From a content standpoint, it’s a smart way to make the viewing environment feel like part of the sport. It also gives local teams something flexible: the core joke translates, and the “seat” can be swapped to match local culture without changing the central idea.

How the Doritos Thrill Zone makes race weekends feel like a festival

For the fans who do show up in person, Doritos is also investing in experiences that match how long race weekends actually feel. At the British Grand Prix in Silverstone, the brand introduced the Doritos Thrill Zone with immersive activities and fan experiences, including a virtual racing game and a live interview featuring F1 commentators and content creators.

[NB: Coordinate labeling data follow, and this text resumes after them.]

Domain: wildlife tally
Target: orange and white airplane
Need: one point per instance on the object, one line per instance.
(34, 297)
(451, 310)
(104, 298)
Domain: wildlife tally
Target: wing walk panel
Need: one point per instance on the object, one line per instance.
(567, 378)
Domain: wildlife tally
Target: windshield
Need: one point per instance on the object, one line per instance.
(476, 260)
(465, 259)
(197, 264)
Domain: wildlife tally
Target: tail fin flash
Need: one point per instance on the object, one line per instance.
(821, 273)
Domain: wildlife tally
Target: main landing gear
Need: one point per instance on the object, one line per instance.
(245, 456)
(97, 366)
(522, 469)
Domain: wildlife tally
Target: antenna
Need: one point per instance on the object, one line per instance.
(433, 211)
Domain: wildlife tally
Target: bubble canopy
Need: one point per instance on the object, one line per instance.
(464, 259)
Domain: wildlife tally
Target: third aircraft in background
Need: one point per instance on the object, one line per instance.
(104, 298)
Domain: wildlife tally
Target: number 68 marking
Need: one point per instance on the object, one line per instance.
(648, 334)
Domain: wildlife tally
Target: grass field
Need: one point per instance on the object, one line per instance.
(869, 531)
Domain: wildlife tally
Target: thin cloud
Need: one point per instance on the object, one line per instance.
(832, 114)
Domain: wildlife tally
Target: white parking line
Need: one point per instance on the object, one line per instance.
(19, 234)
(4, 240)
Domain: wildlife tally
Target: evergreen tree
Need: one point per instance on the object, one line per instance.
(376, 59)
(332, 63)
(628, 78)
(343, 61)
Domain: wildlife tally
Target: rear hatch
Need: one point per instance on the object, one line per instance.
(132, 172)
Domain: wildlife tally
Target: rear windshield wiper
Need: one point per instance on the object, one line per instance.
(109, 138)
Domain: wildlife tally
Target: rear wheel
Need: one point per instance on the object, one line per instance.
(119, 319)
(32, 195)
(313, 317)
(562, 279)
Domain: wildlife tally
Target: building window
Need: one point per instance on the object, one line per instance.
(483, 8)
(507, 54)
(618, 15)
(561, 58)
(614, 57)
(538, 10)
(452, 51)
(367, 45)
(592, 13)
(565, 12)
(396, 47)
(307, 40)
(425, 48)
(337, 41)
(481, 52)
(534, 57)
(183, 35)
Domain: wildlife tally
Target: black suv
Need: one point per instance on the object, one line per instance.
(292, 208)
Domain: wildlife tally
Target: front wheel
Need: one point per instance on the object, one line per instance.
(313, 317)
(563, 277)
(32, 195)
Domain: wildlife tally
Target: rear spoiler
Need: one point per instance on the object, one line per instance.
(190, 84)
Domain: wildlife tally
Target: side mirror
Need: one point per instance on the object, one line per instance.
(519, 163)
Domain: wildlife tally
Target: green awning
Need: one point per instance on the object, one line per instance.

Doritos leans into F1’s “watch-from-home” fandom with a global campaign push

Doritos also brought two food trucks to the event tied to its Doritos Loaded initiative, using chips as a base for different meals. The Silverstone menu included a recipe created by brand partner Gordon Ramsay, and purchases came with a chance to win exclusive prizes.

Why this partnership is built for 50+ markets and a 10-month season

Doritos and PepsiCo are approaching F1 as a scale play: worldwide presence, an evolving fan base, and a calendar that runs roughly 10 months a year, with 22 races around the globe. Doritos’ VP of global marketing described F1 as providing advantages that go beyond a single tentpole moment because markets can “feel ownership” across many local race touchpoints.

A key audience signal here is the fan base shift Doritos is pointing to: Netflix’s “Formula 1: Drive to Survive” helped bring in more consumers who are women, younger, and digitally and socially native. That lines up with how snack brands often think about attention: if the fandom is already living online, the brand’s job is to show up in the same rhythm.

Doritos also described an “orchestration” challenge: creating content that’s relevant whether someone is a Doritos loyalist, an F1 loyalist, a Gordon Ramsay fan, or invested in Mercedes-AMG Petronas and drivers like George Russell and Kimi Antonelli, while still protecting each brand’s space.

What this means for marketers

The interesting part of Doritos’ F1 approach is that it treats modern sports fandom like a media behaviour first, and a sponsorship second. If most people experience the sport through screens and social clips, the partnership has to be built for daily content patterns, not just race-day signage.

  1. Design for the “main” fan experience, not the premium one
    Doritos is anchoring creative in the at-home viewing context because that’s where most fans are. For brands, this is a reminder to build sponsorship creative around the default behaviour, not the aspirational one.
  2. Use a platform idea that local teams can actually remix
    “Taste the Thrill” and the “Crunch Prix” concept travel across markets because the core mechanic is simple. That makes it easier to adapt for cultural nuances without rebuilding the entire campaign each time.
  3. Treat live events like long-form hangouts, not short interruptions
    Doritos compared race weekends to music festivals: multi-day, large physical spaces, and many hours on-site. Experiences like Thrill Zone and food trucks fit the reality of how people spend time at events.
  4. Plan for multi-fandom messaging without collapsing the story
    Doritos is trying to serve overlapping audiences (snack fans, F1 fans, Ramsay fans, team and driver fans). The takeaway is to map which audience each piece of content is for, so the ecosystem stays additive instead of confusing.
  5. Build a global content operating rhythm, not a single “war room” moment
    Doritos referenced the old Super Bowl-style “war room” approach, but applied it globally. The operational lesson is to create a repeatable system for spotting what’s “popping” in one market and sharing it across others quickly.

Ultimately, this partnership is less about one big ad and more about learning how to behave like a global fan account for 10 months a year. That’s the shift many sponsorships are still catching up to.

It also reflects how entertainment-driven sports properties now grow: fandom expands through social-native storytelling, then brands follow by making the community feel seen in the places they already watch, talk, and share.